O Sportswashing (“Sports” = esportes; “washing” = lavar) é a prática de um ator – seja ele privado ou público – visando a melhorar sua imagem, tirar a atenção de questões relacionadas a direitos humanos ou outros assuntos. É um nome novo para prática antiga: a Alemanha usou as Olimpíadas de 1936 para propagar, por meio de rádio e imprensa escrita, informações positivas sobre uma nação que, em meio à superação da crise de 1929 e estava estabelecendo o Regime Nazista.

Portanto, o objetivo de um ator público – como é o caso da Arábia Saudita – é de ganhos de boa imagem perante a comunidade internacional. Sendo assim, ambos os ganhos são considerados: políticos (boa imagem) e econômicos (lucro).

Digo isso, pois a Arábia Saudita é um país que não respeita a proteção internacional de direitos humanos.

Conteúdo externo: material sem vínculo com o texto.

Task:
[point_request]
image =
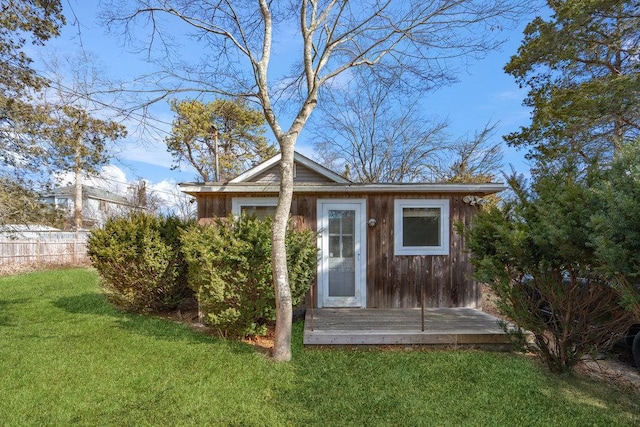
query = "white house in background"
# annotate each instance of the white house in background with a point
(97, 204)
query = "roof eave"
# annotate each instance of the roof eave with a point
(489, 188)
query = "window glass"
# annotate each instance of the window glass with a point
(260, 212)
(421, 227)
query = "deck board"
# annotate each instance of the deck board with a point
(443, 327)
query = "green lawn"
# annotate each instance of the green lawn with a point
(68, 358)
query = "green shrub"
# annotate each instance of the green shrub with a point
(231, 272)
(140, 262)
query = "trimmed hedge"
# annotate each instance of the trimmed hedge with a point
(230, 270)
(140, 262)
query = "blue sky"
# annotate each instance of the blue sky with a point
(483, 94)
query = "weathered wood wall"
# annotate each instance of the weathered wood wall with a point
(392, 281)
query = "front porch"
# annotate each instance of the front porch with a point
(443, 327)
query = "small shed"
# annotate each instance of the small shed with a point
(380, 245)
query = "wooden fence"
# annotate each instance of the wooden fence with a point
(42, 248)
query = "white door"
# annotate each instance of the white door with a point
(342, 267)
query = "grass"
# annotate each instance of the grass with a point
(68, 358)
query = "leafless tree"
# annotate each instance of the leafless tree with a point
(475, 159)
(407, 42)
(373, 134)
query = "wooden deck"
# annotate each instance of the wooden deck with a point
(444, 327)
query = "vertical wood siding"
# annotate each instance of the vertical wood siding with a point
(392, 281)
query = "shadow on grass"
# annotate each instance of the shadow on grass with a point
(5, 310)
(148, 325)
(88, 303)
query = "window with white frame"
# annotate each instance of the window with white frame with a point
(421, 227)
(261, 207)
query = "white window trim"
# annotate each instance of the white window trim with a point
(399, 248)
(238, 202)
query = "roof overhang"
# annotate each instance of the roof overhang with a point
(297, 158)
(199, 189)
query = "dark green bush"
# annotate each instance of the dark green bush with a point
(231, 272)
(140, 262)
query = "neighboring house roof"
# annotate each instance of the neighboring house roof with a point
(315, 178)
(88, 192)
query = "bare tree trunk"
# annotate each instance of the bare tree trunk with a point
(77, 202)
(284, 309)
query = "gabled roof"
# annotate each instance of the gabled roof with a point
(264, 179)
(297, 158)
(88, 192)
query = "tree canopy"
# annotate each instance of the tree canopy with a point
(581, 68)
(404, 42)
(226, 129)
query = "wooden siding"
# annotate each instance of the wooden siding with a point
(303, 174)
(392, 281)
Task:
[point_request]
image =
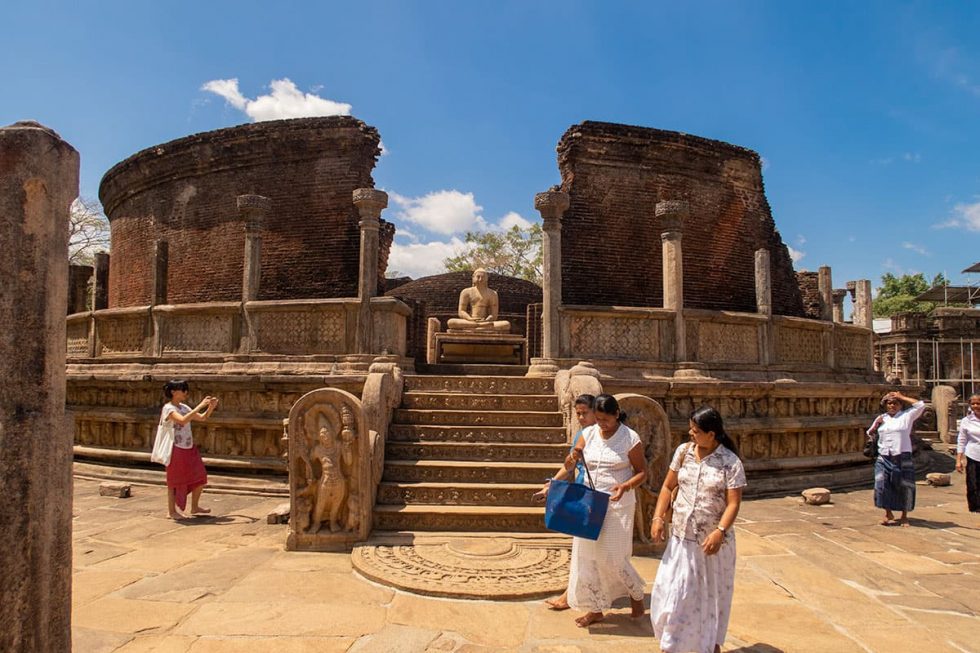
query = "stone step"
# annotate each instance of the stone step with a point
(494, 385)
(476, 418)
(479, 369)
(477, 451)
(457, 471)
(459, 494)
(479, 402)
(423, 433)
(520, 519)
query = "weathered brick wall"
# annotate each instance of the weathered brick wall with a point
(810, 293)
(185, 192)
(611, 248)
(439, 294)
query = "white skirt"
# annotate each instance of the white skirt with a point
(600, 570)
(691, 599)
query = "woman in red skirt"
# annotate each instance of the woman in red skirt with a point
(185, 473)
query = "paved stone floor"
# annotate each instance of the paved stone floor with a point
(809, 579)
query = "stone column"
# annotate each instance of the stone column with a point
(763, 282)
(551, 205)
(863, 315)
(839, 296)
(671, 215)
(78, 276)
(161, 263)
(38, 184)
(369, 203)
(100, 291)
(826, 289)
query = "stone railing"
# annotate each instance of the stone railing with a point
(717, 340)
(295, 327)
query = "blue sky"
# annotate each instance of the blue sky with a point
(867, 115)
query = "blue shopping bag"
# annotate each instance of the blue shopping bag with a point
(574, 509)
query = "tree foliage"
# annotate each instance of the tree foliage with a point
(515, 253)
(897, 294)
(88, 231)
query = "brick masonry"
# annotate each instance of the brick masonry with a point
(611, 248)
(185, 192)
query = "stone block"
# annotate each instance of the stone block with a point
(118, 490)
(279, 514)
(816, 496)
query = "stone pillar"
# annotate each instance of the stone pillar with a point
(863, 315)
(552, 205)
(78, 277)
(100, 291)
(671, 215)
(763, 282)
(253, 210)
(38, 184)
(369, 203)
(839, 296)
(161, 263)
(826, 289)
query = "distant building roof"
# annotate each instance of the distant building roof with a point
(947, 294)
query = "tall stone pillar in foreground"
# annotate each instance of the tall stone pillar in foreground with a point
(552, 205)
(672, 215)
(826, 289)
(38, 184)
(369, 203)
(863, 315)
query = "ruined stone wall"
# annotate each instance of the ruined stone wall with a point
(185, 192)
(611, 248)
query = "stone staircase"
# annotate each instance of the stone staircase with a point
(465, 453)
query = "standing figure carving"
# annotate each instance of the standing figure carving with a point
(331, 454)
(479, 308)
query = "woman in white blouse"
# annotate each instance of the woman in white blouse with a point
(692, 595)
(600, 571)
(968, 453)
(894, 469)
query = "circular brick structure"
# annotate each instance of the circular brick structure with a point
(185, 193)
(610, 237)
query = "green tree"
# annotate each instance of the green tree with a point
(515, 253)
(897, 294)
(88, 231)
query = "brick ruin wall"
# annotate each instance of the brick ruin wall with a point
(185, 192)
(611, 247)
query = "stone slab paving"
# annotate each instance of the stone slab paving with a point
(809, 579)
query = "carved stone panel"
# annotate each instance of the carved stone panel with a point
(329, 471)
(633, 338)
(728, 343)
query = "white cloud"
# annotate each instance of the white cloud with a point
(513, 219)
(423, 259)
(284, 101)
(918, 249)
(441, 212)
(965, 216)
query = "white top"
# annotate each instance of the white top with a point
(968, 440)
(895, 432)
(609, 461)
(182, 434)
(703, 494)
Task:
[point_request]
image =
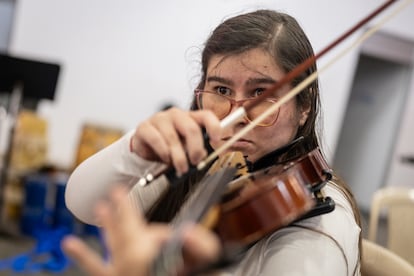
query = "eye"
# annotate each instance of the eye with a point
(222, 90)
(257, 92)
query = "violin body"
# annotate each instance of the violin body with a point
(259, 203)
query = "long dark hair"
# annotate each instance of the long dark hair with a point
(282, 37)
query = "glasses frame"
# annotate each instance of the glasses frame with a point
(233, 103)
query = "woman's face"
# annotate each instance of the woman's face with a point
(246, 75)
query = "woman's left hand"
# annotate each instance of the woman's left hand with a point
(134, 244)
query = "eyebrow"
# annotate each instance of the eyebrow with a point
(219, 79)
(251, 81)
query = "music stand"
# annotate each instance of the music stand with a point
(24, 81)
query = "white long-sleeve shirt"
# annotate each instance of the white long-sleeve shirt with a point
(321, 245)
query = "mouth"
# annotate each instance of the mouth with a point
(239, 144)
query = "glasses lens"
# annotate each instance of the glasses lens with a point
(257, 110)
(218, 104)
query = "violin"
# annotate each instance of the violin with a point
(271, 198)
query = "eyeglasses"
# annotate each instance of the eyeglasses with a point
(222, 105)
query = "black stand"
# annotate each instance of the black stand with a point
(25, 82)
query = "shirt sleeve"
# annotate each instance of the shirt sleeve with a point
(92, 180)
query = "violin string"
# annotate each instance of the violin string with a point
(297, 89)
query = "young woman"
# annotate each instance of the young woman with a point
(244, 56)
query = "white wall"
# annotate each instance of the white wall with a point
(6, 15)
(123, 58)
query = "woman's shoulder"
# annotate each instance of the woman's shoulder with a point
(328, 243)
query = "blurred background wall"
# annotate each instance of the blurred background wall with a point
(124, 60)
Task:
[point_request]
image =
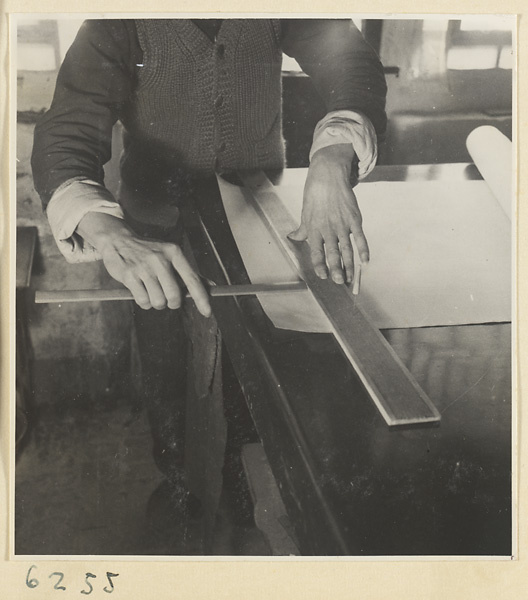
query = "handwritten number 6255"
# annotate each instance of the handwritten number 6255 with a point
(33, 582)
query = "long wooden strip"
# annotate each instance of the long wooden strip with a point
(94, 295)
(396, 394)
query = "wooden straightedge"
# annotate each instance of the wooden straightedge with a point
(394, 391)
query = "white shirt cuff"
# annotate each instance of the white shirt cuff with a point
(348, 127)
(68, 205)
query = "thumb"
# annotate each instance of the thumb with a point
(299, 235)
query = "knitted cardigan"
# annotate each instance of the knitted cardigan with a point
(202, 106)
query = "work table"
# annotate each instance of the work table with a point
(351, 484)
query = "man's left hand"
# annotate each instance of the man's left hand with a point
(331, 213)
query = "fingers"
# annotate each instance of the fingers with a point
(317, 252)
(347, 255)
(149, 270)
(192, 282)
(299, 235)
(360, 240)
(333, 258)
(138, 290)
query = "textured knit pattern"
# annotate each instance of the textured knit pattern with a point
(206, 105)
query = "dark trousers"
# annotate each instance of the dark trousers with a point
(163, 348)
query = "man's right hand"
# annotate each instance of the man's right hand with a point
(148, 268)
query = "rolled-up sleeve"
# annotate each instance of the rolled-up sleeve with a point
(73, 138)
(345, 70)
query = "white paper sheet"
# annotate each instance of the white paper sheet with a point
(440, 254)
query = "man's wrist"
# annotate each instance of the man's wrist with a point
(101, 230)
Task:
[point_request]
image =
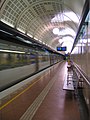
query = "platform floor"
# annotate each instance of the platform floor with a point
(43, 99)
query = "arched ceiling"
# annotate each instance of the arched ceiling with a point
(38, 18)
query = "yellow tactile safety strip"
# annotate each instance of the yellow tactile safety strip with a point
(3, 106)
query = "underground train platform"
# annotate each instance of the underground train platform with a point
(44, 59)
(42, 98)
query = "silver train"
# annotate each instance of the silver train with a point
(20, 57)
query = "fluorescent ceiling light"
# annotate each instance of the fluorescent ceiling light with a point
(68, 42)
(7, 23)
(67, 31)
(66, 16)
(56, 31)
(21, 30)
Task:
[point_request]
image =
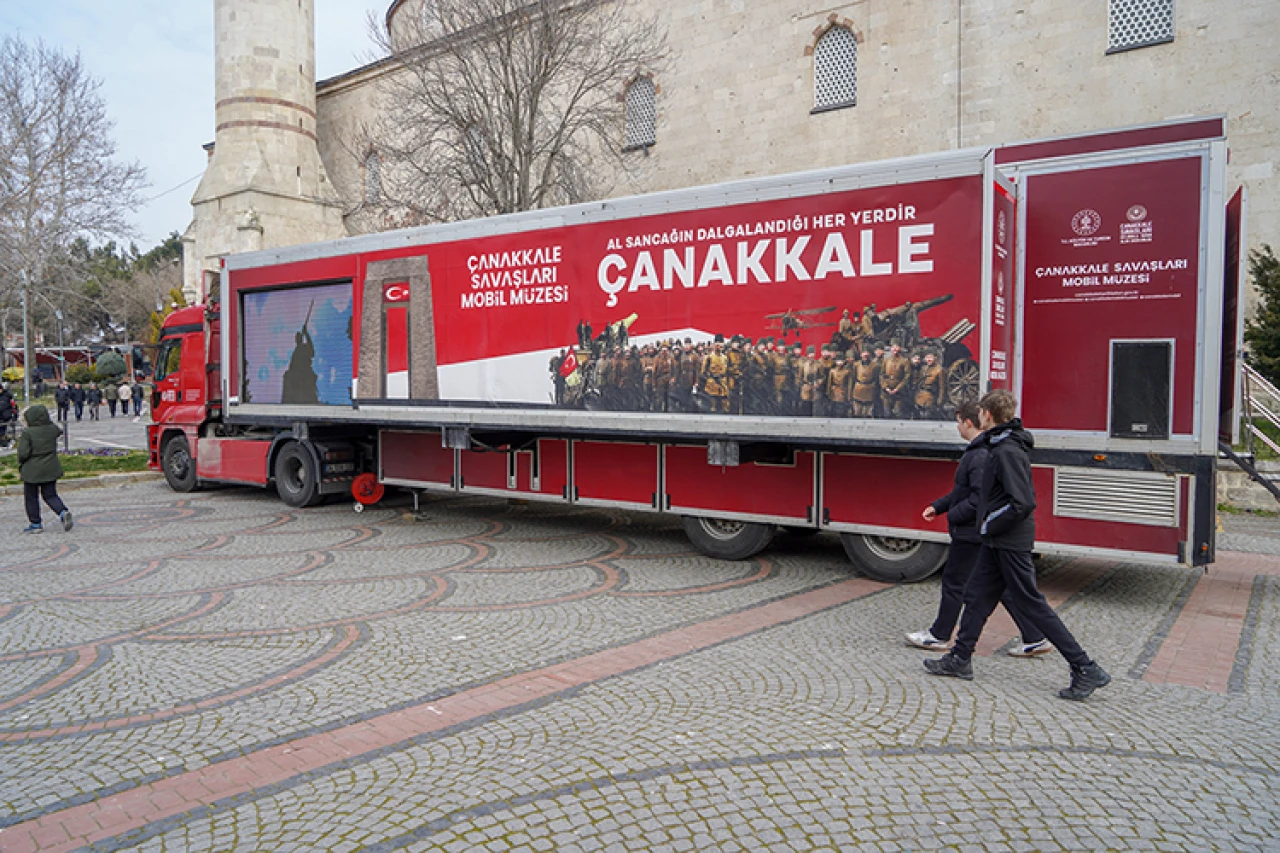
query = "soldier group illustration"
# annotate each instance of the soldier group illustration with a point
(876, 365)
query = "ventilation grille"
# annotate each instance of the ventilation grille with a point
(1137, 23)
(641, 126)
(835, 69)
(1133, 497)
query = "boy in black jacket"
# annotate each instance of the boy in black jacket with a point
(1008, 528)
(961, 512)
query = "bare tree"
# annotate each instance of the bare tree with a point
(59, 179)
(503, 105)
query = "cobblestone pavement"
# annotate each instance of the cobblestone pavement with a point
(219, 673)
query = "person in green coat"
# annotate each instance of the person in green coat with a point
(40, 468)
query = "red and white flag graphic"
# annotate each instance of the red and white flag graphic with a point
(570, 364)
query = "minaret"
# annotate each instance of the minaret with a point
(265, 185)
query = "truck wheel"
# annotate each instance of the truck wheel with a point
(894, 560)
(726, 539)
(179, 469)
(297, 480)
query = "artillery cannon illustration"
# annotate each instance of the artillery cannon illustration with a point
(901, 325)
(794, 320)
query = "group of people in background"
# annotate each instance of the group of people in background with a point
(80, 398)
(769, 377)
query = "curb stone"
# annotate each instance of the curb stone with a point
(92, 482)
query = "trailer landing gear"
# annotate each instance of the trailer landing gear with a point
(726, 539)
(894, 560)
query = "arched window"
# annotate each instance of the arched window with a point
(835, 69)
(1138, 23)
(641, 119)
(373, 177)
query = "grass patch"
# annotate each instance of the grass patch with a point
(82, 463)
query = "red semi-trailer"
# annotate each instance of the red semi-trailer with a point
(641, 352)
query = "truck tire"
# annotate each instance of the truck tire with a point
(894, 560)
(297, 480)
(179, 469)
(726, 539)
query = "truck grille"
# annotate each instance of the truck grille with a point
(1134, 497)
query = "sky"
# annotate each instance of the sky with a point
(155, 60)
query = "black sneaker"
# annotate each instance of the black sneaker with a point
(1084, 682)
(950, 665)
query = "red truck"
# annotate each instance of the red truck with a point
(775, 352)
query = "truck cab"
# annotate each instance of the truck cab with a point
(186, 391)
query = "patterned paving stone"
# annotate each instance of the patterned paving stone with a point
(219, 673)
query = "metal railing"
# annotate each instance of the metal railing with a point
(1260, 402)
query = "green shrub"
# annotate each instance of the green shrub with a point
(1262, 331)
(110, 365)
(81, 373)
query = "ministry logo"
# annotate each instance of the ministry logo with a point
(1086, 223)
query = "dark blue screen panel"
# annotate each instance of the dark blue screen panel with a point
(297, 346)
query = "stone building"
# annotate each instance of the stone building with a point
(772, 86)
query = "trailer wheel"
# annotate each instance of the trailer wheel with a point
(726, 539)
(894, 560)
(297, 480)
(179, 469)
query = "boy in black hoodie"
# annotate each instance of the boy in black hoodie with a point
(1008, 527)
(960, 507)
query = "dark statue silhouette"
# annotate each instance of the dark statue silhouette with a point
(298, 384)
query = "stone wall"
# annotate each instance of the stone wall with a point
(932, 74)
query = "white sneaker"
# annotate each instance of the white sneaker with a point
(1032, 649)
(927, 641)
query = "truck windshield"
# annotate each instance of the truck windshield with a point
(168, 359)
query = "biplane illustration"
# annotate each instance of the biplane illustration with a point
(799, 320)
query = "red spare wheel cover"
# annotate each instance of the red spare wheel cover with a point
(366, 489)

Segundo a Anistia Internacional, o país pratica uma repressão implacável contra ativistas pacíficos, jornalistas e acadêmicos, está todos os anos no topo dos países que mais praticam a pena de morte, com dezenas de pessoas executadas a cada ano, tem uma política discriminatória contra mulheres e não permite a liberdade religiosa, a tortura é instrumento rotineiro de trabalho oficial e o país é acusado de matar e esquartejar um jornalista no exercício da profissão.

Não custa lembrar, o Esporte não se afasta do direito e o direito tem como base a proteção de direitos humanos. 

Automobilismo

Inquestionavelmente, nenhum país está investindo mais no esporte a motor atualmente do que a Arábia Saudita. Afinal, desde 2018, o país entrou no calendário dos grandes eventos automobilísticos, sediando etapas da Fórmula E, Extreme E, o Rally Dakar e atingindo o clímax com a Fórmula 1.

Golfe

Em 2021, o LIV Golf foi fundado com investimento do PIF da Arábia Saudita. A temporada inaugural foi disputada apenas em 2022. O tour é sediado em território saudita e paga premiações enormes aos atletas. 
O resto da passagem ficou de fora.